Norris opposed Roosevelt's Judiciary Reorganization Bill of 1937 to pack the Supreme Court, and railed against corrupt patronage.
Senator Norris gradually shifted his stance on isolationism and non-interventionism in the late 1930s as Japan continued to escalate tensions in Asia with aggressive expansionist military action. Siding against Japanese violence in China and Korea, Norris called the Japanese government "disgraceful, ignoble, barbarous, and cruel, even beyond the power of language to describe". He served as vice-president of the League of Friends of Korea, which advocated for Korea's independence.

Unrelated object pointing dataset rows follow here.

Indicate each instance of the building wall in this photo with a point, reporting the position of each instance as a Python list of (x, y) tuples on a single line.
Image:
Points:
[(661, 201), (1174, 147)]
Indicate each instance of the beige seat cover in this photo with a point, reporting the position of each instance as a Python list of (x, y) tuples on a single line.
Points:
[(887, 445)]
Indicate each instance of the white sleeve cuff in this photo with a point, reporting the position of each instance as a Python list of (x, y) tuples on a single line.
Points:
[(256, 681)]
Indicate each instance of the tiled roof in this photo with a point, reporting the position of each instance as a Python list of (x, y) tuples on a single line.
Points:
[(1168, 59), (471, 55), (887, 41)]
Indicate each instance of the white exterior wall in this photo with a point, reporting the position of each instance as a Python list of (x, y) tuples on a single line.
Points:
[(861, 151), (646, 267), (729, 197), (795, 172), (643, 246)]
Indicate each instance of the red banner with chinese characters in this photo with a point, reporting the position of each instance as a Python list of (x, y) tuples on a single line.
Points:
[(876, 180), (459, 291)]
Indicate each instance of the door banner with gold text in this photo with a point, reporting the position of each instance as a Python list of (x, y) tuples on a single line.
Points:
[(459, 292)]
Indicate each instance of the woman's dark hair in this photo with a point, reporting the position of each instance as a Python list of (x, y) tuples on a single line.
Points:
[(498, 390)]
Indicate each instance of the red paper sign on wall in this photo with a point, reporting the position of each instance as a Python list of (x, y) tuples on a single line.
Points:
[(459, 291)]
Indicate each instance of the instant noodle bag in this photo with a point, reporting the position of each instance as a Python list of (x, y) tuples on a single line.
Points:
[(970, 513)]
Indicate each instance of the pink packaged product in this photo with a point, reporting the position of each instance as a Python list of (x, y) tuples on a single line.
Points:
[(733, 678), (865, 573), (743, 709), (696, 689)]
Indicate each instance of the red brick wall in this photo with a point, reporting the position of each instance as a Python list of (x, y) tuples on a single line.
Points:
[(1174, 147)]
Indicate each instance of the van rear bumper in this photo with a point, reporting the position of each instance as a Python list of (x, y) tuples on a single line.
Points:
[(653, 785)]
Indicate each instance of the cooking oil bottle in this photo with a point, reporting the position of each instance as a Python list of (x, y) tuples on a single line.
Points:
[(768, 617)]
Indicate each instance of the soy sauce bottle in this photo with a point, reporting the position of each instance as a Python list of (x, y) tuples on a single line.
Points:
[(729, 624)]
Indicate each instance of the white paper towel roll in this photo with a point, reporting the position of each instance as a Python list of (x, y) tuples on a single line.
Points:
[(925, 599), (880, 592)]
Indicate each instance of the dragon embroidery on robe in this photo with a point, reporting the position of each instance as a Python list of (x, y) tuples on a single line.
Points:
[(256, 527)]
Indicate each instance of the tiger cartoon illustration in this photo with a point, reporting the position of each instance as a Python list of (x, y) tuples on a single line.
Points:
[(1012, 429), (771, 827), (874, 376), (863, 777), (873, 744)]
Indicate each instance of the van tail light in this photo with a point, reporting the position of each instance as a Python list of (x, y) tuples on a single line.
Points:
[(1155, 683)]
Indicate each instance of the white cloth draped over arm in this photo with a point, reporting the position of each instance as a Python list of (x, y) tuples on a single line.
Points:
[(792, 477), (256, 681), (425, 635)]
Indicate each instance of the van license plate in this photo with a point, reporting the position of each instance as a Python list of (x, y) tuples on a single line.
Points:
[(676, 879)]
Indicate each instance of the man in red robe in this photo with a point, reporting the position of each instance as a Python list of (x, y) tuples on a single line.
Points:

Unable to secure enough Democratic support in Nebraska, and having been ostracized by much of the Republican Party for his progressive policies, Norris was defeated for re-election in 1942 by Republican Kenneth S. Wherry. He departed from office saying, "I have done my best to repudiate wrong and evil in government affairs."
Legacy and memorials
Norris is one of eight senators profiled in John F. Kennedy's Profiles in Courage, included for opposing Speaker Cannon's autocratic power in the House, for speaking out against arming U.S. merchant ships during the United States' neutral period in World War I, and for supporting the presidential campaign of Democrat Al Smith.The principal north–south street through downtown McCook, Nebraska is named George Norris Avenue. Norris's house in McCook is listed in the National Register of Historic Places, and is operated as a museum by the Nebraska State Historical Society.
The west legislative chamber of the Nebraska State Capitol, home of the unicameral legislature pioneered by Norris, was named after Norris in February 1984.
George W. Norris Middle School and Norris Elementary School, both in Omaha, Nebraska, as well as Norris School District 160 near Firth, Nebraska, memorialize the late Senator. When several public power districts in southeastern Nebraska merged into one in 1941, the new utility was named the Norris Public Power District in Senator Norris's honor. Norris Electric, an energy co-op with headquarters in Newton, Illinois, is named after Norris and his progressive efforts to electrify the nation.
On July 11, 1961, a four-cent stamp was issued in Senator Norris's honor. It depicts, in shades of green, a TVA dam in the upper left, with his portrait to the right. "Gentle knight of progressive ideals", a quote by President FDR on Norris's character, is inscribed at the bottom left, while the words "George W. Norris" appear below his portrait.
In 1961, Norris was inducted into the Nebraska Hall of Fame.